Forum breadcrumbs - You are here:
Please or Register to create posts and topics.

# The problem of company cars

PreviousPage 3 of 4Next
Quote from AntC on March 3, 2020, 12:23 am

You mean some sort of shorthand for a Boolean expression? I don't see what could be more succinct than the expression Erwin and I gave.

Suppose that a relvar has ten attributes `{a, ... j}`.  Rewriting `KEY {ALL BUT b, c}` as a first-order predicate logic expression is straightforward, but I don't see how you can make it succinct.

Please explain why you want to eliminate 'general constraints'.

Because they are general.

And why you think that's a "practical need". FFS there's already two implementations that support constraints as free-standing Boolean expressions. It ain't hard.

I do wish you would read what I write and not what you assume I probably must have written.  I wanted to know what list, if any, of special-syntax constraints like `KEY` would be sufficient for practical purposes.  I am now convinced that domains, `KEY`, and `REFERENCES/REFERENCED BY` (i.e. foreign keys) are not sufficient.

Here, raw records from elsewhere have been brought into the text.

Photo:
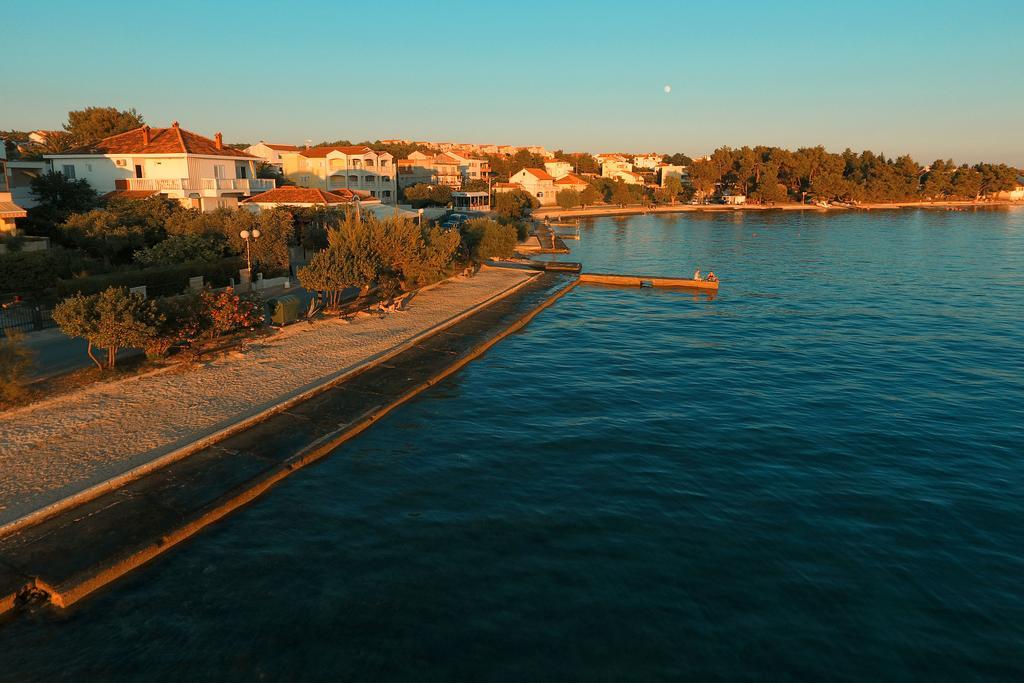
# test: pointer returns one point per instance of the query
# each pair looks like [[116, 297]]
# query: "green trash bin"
[[285, 309]]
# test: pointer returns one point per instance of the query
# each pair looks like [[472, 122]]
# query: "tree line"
[[773, 174]]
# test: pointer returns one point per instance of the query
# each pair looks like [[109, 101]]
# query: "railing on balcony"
[[240, 184], [202, 184]]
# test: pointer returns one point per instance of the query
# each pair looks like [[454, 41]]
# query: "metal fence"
[[26, 318]]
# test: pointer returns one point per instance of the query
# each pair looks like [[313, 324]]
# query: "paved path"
[[55, 449]]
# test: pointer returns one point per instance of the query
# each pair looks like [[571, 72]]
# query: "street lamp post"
[[247, 236]]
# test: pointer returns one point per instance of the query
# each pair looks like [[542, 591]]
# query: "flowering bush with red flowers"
[[227, 311]]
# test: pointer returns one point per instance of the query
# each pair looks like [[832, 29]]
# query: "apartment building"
[[538, 182], [354, 168], [198, 171], [270, 152]]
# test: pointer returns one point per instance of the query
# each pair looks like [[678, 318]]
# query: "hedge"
[[33, 271], [161, 281]]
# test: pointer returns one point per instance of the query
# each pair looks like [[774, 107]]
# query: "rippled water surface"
[[818, 474]]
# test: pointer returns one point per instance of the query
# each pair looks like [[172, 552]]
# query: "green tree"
[[589, 196], [16, 360], [422, 195], [621, 194], [567, 199], [95, 123], [57, 198], [485, 239], [181, 249], [112, 319], [669, 191]]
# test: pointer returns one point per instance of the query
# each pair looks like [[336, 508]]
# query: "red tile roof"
[[539, 173], [290, 195], [311, 153], [11, 210], [145, 140]]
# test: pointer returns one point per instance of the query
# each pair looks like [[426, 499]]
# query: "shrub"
[[567, 199], [165, 280], [15, 361], [112, 319], [487, 239], [181, 249], [515, 204], [33, 271], [422, 195], [228, 311]]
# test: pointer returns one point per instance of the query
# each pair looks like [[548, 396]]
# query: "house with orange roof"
[[448, 168], [356, 168], [613, 164], [628, 177], [538, 182], [558, 167], [200, 172], [307, 198], [270, 152], [570, 181]]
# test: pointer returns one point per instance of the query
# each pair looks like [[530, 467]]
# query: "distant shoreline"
[[793, 206]]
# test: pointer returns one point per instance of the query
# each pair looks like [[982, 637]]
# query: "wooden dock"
[[559, 266], [646, 281], [549, 241]]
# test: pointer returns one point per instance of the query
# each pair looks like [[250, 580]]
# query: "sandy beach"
[[553, 212], [56, 447]]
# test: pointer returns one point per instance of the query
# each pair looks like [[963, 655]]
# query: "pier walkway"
[[81, 549]]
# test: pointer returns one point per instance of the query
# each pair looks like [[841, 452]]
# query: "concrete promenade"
[[68, 556], [62, 446]]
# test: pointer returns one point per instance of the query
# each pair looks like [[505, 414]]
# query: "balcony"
[[204, 186]]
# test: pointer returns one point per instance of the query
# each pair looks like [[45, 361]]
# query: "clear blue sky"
[[932, 78]]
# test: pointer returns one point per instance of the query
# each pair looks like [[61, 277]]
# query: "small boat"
[[648, 281]]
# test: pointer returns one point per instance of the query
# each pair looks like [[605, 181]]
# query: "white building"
[[270, 153], [305, 198], [666, 171], [628, 177], [8, 209], [448, 168], [538, 182], [353, 167], [649, 161], [558, 167], [200, 172], [612, 164]]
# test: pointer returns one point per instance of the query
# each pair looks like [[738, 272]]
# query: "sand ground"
[[57, 447]]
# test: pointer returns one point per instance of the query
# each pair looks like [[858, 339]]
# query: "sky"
[[930, 78]]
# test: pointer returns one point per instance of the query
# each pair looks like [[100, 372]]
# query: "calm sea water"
[[818, 474]]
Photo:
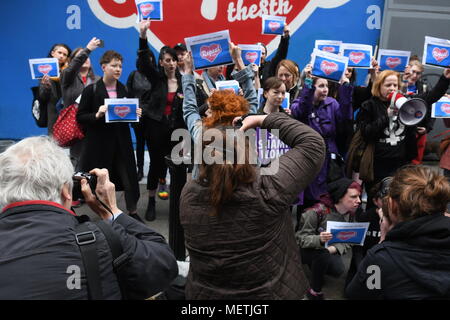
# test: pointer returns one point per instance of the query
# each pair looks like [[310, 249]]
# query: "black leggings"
[[140, 144], [158, 137], [130, 197], [321, 262]]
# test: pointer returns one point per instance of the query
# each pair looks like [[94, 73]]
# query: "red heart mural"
[[440, 54], [241, 17], [146, 9], [356, 57], [251, 56], [122, 111], [393, 62], [45, 68], [210, 52], [328, 49], [445, 107], [345, 235], [328, 67]]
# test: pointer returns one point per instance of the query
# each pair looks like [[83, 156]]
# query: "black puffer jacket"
[[414, 262], [154, 101], [37, 247]]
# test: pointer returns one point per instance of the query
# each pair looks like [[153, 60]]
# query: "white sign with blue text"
[[328, 65], [441, 109], [210, 49], [347, 232], [436, 52], [395, 60], [121, 110], [228, 85], [273, 24], [44, 67], [251, 54], [359, 55], [261, 100], [149, 10], [328, 46]]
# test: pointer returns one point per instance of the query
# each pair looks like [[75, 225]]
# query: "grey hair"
[[35, 168]]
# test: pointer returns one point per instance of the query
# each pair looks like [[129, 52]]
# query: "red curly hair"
[[225, 106]]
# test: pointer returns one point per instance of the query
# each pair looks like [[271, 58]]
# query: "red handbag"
[[66, 130]]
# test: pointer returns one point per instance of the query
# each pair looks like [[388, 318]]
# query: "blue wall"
[[30, 34]]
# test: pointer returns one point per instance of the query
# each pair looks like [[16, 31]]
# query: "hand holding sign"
[[101, 112], [436, 52], [93, 44]]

Quote from johnwcowan on March 3, 2020, 2:54 am
Quote from AntC on March 3, 2020, 12:23 am

You mean some sort of shorthand for a Boolean expression? I don't see what could be more succinct than the expression Erwin and I gave.

Suppose that a relvar has ten attributes `{a, ... j}`.  Rewriting `KEY {ALL BUT b, c}` as a first-order predicate logic expression is straightforward, but I don't see how you can make it succinct.

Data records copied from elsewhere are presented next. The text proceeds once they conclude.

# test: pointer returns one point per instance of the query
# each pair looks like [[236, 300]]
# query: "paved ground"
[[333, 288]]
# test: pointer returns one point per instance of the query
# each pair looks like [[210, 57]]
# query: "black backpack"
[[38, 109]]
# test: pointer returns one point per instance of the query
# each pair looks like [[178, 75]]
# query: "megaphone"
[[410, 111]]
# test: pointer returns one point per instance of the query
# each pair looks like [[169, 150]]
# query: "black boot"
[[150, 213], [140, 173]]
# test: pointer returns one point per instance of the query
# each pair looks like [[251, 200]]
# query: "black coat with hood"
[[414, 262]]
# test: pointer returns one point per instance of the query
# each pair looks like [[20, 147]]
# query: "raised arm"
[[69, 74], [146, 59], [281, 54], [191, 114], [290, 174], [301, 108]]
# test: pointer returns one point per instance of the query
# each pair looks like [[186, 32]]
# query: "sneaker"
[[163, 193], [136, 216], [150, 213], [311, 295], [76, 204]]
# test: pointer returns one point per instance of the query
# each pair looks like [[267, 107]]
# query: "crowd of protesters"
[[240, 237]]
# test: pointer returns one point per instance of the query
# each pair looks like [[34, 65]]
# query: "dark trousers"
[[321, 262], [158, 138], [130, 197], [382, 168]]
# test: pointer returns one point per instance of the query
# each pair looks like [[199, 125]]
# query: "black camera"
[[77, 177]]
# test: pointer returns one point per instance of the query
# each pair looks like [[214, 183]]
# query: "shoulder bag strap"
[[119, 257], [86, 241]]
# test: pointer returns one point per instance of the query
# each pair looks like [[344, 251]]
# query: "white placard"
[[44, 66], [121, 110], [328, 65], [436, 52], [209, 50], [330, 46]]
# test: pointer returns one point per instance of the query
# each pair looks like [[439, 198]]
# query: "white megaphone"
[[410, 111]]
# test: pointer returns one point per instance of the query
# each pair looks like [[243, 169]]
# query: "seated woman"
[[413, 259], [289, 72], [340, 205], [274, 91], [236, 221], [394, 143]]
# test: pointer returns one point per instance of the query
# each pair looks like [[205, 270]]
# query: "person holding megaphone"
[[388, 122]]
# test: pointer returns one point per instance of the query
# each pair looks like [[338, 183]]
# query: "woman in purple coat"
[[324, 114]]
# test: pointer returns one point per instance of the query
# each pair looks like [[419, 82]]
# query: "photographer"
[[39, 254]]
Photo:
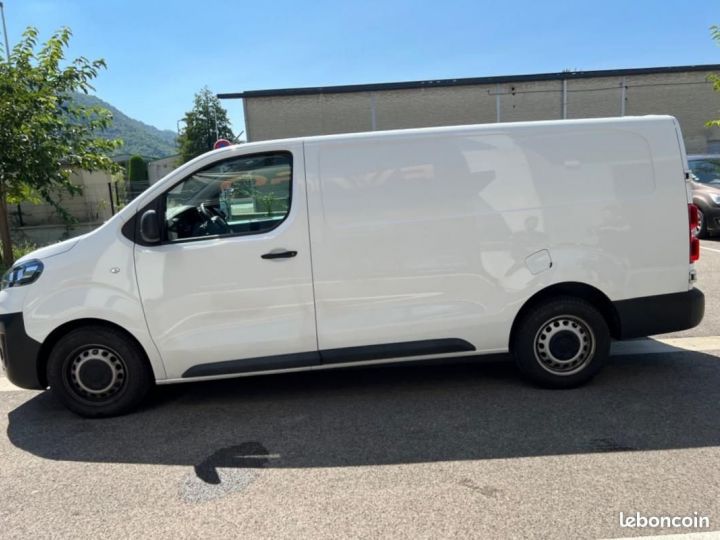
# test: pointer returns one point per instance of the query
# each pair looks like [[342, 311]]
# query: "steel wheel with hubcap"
[[561, 343], [98, 371]]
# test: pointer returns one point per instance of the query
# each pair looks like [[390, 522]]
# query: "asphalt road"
[[452, 450]]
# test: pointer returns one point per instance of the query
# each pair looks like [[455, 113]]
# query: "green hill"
[[139, 138]]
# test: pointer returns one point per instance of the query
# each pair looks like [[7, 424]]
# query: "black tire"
[[97, 371], [561, 343]]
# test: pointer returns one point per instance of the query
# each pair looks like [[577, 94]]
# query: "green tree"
[[44, 136], [204, 124], [714, 78]]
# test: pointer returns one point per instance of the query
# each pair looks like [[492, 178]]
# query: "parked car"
[[544, 239], [706, 192]]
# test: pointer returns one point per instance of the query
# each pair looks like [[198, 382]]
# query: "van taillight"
[[694, 242]]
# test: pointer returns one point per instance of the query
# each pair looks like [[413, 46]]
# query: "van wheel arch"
[[577, 290], [64, 329]]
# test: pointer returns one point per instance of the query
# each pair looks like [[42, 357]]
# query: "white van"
[[545, 239]]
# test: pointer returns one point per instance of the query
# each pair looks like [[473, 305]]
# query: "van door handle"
[[279, 254]]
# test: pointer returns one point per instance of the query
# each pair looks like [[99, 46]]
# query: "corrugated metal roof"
[[440, 83]]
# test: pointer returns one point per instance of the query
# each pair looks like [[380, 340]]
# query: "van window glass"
[[707, 171], [244, 195]]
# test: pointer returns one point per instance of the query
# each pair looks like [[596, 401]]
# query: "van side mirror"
[[150, 227]]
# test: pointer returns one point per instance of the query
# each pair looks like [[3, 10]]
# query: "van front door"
[[228, 289]]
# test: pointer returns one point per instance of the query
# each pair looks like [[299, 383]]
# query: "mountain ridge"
[[138, 137]]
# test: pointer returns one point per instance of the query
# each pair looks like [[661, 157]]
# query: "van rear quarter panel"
[[425, 235]]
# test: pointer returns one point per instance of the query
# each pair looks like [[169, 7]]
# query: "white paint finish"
[[217, 299], [78, 284], [424, 234], [416, 234]]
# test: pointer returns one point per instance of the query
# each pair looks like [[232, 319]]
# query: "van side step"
[[331, 356]]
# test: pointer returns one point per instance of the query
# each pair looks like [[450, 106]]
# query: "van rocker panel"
[[660, 314], [331, 356], [19, 352]]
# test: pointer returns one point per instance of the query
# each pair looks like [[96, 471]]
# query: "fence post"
[[112, 206]]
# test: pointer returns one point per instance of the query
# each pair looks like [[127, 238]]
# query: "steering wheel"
[[214, 217]]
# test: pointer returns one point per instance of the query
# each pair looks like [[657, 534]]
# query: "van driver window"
[[244, 195]]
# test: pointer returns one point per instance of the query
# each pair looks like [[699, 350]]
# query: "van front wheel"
[[562, 343], [97, 371]]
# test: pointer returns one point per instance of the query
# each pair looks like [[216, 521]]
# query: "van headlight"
[[22, 274]]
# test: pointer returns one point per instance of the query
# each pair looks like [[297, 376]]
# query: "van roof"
[[497, 127]]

Please explain why you want to eliminate 'general constraints'.

Because they are general.

And why you think that's a "practical need". FFS there's already two implementations that support constraints as free-standing Boolean expressions. It ain't hard.

I do wish you would read what I write and not what you assume I probably must have written.  I wanted to know what list, if any, of special-syntax constraints like `KEY` would be sufficient for practical purposes.  I am now convinced that domains, `KEY`, and `REFERENCES/REFERENCED BY` (i.e. foreign keys) are not sufficient.

I'm not objecting to there being a shorthand for `KEY` declarations; or for domain constraints. Because they attach to one place, and only that place. I'm so-so about `REFERENCES`, but I give way to the weight of precedence for Foreign Key constraints represented in Entity-Relationship modelling, for example.

I think we have an 80-20 split: 80% of the constraints can be expressed by 20% of the possible declaration constructs -- i.e. the three in that last paragraph. Then we're into diminishing returns. If we support a construct for Exclusion Dependencies, we need two (at least): one for `AT MOST ONE` (your cars example); one for `EXACTLY ONE OF` (each car must be assigned somewhere). Does that cover all plausible requirements? It covers a significant proportion, but no not all.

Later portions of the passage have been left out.